Speaker: Jim Woodcock
Abstract: Orc is a lightweight orchestration language for composing distributed services, increasingly relevant to intelligent connected vehicles (ICVs), where coordination, latency, and failure handling demand rigorous reasoning about true concurrency. This talk proposes a semantics for Orc based on bi-Concurrent Kleene Algebra (bi-CKA) interpreted over pomsets (partial-order models of events). The algebra provides parallel (‖), sequencing (·), algebraic choice (+), (sequential) Kleene star (∗), and the exchange law, enabling compositional proofs that respect causal independence rather than interleavings. We provide denotations for the structural core (parallel, run-after/then, and atomic site calls), while publication-dependent combinators (bind, otherwise, and pruning) are specified operationally. We also demonstrate how modest algebraic enrichment (tests and preemption) yields a fully denotational treatment. On ICV scenarios (e.g., safe single-lane bridge crossing), the exchange law justifies refactoring parallel-then-sequentialpatterns into parallel pipelines, aiding optimisation and safety and liveness arguments. The framework cleanly isolates advisory LLM sidecar components, ensuring that adding human-facing explanations cannot compromise the verified plan’s behaviour, thereby supporting an auditable safety case. We outline links to Institutions and UTP, as well as a path to mechanisation in Lean. Overall, bi-CKA over pomsets supplies a mathematically transparent, true-concurrency backbone for Orc that scales to realistic orchestration tasks in safety-critical autonomy.

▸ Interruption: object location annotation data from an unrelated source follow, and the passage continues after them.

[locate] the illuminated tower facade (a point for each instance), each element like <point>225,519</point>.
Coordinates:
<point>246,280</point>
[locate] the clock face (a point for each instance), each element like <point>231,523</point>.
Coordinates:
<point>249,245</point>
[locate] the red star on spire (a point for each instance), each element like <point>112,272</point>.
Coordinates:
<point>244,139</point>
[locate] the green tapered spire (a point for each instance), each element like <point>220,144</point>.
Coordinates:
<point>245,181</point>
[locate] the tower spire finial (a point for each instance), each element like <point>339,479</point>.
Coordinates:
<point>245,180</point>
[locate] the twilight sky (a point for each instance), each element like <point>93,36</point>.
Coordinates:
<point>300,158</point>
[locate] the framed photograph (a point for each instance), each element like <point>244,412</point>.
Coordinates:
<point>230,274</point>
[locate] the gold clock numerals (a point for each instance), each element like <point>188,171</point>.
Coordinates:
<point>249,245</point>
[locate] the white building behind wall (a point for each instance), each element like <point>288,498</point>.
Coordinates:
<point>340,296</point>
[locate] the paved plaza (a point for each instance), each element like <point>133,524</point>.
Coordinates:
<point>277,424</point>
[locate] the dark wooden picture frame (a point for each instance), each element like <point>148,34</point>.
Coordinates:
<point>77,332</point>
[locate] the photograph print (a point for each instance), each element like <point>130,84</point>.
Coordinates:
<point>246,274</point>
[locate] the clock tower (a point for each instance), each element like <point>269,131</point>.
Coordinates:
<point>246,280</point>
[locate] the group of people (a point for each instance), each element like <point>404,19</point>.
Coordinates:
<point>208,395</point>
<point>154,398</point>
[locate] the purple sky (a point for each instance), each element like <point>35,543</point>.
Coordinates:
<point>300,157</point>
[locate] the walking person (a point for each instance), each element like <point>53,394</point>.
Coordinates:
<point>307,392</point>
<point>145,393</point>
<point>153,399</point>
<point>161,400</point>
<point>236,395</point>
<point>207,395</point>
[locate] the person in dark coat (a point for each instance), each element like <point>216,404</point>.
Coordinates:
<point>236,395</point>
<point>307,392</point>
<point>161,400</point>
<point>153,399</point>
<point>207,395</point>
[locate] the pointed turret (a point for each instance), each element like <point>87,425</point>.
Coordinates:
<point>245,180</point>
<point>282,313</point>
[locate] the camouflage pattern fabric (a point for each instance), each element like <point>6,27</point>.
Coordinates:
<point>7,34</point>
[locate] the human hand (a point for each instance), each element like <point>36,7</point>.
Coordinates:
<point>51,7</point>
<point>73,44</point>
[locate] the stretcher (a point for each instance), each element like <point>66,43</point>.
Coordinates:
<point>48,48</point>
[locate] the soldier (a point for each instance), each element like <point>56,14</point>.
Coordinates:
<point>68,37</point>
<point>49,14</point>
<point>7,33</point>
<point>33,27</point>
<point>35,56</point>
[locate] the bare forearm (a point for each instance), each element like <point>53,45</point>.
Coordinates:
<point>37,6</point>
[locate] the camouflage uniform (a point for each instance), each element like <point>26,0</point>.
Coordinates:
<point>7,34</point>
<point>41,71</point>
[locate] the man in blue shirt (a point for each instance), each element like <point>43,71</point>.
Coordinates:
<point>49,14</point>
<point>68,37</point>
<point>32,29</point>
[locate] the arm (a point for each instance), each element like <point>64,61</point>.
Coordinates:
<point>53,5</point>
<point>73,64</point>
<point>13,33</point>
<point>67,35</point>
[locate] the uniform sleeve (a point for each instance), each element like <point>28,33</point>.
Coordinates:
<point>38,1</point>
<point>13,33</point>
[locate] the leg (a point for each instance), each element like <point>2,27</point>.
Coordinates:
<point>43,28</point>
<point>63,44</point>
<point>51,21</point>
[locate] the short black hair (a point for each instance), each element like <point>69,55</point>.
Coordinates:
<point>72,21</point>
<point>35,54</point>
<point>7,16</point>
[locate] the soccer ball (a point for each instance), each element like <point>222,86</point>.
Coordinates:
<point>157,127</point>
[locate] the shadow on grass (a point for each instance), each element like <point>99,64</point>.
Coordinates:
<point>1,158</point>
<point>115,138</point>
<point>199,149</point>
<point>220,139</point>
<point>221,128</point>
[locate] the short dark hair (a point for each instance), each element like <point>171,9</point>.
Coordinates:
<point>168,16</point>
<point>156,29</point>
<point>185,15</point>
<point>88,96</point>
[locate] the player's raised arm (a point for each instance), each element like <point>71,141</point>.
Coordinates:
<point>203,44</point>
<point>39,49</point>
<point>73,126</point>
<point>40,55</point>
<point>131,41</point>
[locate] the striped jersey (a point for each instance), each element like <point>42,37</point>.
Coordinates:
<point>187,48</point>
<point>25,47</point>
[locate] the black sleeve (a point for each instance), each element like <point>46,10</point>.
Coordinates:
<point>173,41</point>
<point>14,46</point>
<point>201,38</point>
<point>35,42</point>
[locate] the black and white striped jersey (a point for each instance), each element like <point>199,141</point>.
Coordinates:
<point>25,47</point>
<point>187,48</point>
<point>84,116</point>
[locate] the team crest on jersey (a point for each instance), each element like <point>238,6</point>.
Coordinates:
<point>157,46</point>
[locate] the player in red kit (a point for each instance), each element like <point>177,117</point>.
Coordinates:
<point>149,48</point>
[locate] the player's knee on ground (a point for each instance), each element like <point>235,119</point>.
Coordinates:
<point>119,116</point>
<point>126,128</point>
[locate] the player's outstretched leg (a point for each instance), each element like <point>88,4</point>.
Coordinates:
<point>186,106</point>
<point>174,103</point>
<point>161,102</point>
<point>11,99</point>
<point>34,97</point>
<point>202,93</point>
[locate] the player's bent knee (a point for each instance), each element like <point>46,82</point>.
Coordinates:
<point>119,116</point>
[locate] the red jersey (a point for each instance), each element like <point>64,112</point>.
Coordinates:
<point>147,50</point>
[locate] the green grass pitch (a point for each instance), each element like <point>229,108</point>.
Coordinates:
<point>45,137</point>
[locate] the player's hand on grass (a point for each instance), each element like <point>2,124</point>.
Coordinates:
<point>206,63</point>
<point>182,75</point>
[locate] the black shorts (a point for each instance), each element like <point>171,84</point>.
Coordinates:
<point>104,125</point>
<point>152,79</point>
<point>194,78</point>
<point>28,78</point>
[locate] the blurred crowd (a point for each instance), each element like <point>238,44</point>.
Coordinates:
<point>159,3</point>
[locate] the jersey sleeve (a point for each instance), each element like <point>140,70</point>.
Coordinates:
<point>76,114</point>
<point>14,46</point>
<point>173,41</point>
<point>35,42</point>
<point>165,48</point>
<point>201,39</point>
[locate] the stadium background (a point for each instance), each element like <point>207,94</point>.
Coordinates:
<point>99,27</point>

Bio: Jim Woodcock is a Professor of Software Engineering at the University of York and a Fellow of the Royal Academy of Engineering. His research focuses on formal methods, software engineering, and system verification, with contributions to Z notation, CSP, and unifying theories of programming. He played a key role in the formalization of IBM’s CICS transaction processing system, which won the Queen’s Award for Technological Achievement, and the Mondex electronic payment system, achieving the highest ITSEC classification. He has held academic positions at Oxford, Kent, and York and is the Editor-in-Chief of Formal Aspects of Computing.